9
Поездка предстояла нелегкая. Шарбонно повел машину в западном направлении, вдоль Мезоннева. Я сидела на заднем сиденье, глядела в окно и старалась не замечать раздающиеся из радиоприемника шумы помех. День стоял жаркий. Проезжая вдоль тротуаров, я наблюдала за воздухом, что поднимался мерцающими прозрачными волнами.
Монреалем владела патриотическая лихорадка. Изображение лилий пестрело повсюду: на окнах и балконах, футболках, шляпах, шортах, на лицах людей, полотнищах и плакатах. Улицы в направлении от центра к Мейну были запружены развеселым потным народом. Тысячи людей бело-синими потоками беспорядочно продвигались в основном в сторону Шербрука, на парад. Панки, молодые мамаши с колясками. Демонстранты отправились часа в два дня с Сен-Юрбен в восточном направлении по Шербруку.

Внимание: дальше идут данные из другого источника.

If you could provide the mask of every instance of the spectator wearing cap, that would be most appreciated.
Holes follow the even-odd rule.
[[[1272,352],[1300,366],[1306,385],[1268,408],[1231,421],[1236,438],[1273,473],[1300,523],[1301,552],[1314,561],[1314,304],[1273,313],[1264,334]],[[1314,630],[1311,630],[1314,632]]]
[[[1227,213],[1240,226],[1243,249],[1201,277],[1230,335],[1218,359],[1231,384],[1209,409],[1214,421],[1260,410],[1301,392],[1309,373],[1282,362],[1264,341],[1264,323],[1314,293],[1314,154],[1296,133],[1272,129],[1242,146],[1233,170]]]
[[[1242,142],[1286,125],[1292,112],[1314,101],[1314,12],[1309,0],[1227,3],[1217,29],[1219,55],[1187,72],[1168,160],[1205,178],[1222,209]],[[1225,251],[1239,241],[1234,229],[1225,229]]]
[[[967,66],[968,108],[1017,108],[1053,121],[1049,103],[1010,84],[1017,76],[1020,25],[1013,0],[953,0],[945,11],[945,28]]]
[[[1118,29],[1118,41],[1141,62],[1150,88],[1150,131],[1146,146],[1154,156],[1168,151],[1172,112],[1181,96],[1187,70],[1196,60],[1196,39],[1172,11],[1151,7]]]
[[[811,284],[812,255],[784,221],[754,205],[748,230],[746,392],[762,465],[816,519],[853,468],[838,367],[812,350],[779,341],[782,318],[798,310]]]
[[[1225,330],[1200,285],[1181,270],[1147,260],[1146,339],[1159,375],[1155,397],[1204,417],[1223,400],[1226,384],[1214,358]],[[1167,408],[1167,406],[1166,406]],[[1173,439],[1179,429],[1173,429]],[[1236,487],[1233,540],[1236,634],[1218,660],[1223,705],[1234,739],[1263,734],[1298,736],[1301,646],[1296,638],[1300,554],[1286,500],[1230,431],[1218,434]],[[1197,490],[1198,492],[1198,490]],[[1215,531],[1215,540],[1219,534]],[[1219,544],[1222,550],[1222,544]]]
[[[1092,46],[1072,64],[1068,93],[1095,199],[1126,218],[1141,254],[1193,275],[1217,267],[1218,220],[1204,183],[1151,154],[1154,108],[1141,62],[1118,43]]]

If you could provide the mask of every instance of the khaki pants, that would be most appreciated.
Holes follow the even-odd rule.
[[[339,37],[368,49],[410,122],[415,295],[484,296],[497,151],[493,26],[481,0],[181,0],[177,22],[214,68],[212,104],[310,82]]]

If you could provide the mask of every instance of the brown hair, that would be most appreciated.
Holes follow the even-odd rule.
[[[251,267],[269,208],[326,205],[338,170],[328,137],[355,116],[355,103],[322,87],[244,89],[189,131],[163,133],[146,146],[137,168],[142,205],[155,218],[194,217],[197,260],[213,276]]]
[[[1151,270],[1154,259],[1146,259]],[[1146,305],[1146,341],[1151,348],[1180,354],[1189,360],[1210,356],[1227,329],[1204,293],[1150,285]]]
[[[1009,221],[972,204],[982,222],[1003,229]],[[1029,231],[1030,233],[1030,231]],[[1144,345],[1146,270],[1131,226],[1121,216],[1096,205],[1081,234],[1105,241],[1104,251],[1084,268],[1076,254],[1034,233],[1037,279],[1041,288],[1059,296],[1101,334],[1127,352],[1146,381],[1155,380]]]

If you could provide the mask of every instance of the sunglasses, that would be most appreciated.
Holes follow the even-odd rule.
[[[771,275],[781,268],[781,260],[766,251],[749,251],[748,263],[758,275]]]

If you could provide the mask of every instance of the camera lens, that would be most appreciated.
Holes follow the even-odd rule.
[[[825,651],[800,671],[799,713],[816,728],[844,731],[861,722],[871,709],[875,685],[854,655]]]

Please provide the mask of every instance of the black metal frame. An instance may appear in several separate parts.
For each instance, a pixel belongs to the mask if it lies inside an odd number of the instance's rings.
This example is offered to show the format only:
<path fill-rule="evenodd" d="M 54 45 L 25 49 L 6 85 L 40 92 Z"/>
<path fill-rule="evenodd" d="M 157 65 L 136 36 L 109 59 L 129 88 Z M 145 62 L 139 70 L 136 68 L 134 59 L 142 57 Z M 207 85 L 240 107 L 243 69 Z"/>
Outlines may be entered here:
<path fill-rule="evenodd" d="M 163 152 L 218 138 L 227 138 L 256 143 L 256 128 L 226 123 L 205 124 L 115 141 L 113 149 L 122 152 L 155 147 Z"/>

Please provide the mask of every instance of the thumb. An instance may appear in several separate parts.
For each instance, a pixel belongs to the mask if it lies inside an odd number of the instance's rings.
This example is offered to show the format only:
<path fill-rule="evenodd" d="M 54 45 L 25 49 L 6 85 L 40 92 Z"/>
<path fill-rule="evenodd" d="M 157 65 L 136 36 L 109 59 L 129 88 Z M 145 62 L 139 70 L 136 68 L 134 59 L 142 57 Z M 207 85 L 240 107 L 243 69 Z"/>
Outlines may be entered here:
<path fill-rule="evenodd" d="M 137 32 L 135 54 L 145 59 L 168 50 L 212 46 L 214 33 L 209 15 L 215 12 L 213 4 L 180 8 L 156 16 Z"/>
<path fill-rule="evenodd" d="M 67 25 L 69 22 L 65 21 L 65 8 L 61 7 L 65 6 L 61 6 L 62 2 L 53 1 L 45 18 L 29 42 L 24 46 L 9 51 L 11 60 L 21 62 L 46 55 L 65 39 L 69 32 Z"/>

Шум вентилятора в салоне машины заглушал раздававшиеся отовсюду громкий смех и обрывки песен. Пока у одного из перекрестков мы дожидались зеленого света светофора, я наблюдала, как какой-то увалень прижимает к стене подружку. Цвет его волос походил на нечищеные зубы. Сверху они торчали ежиком, снизу были длинными. Мы тронулись с места, так и не увидев, чем закончилась эта сцена, но у меня перед глазами еще долго стояло изображение напуганного девичьего лица. Глаза прищурены, рот буквой «О». Вокруг — копия с рекламного постера экспозиции Тамары де Лампики в Музее изобразительных искусств.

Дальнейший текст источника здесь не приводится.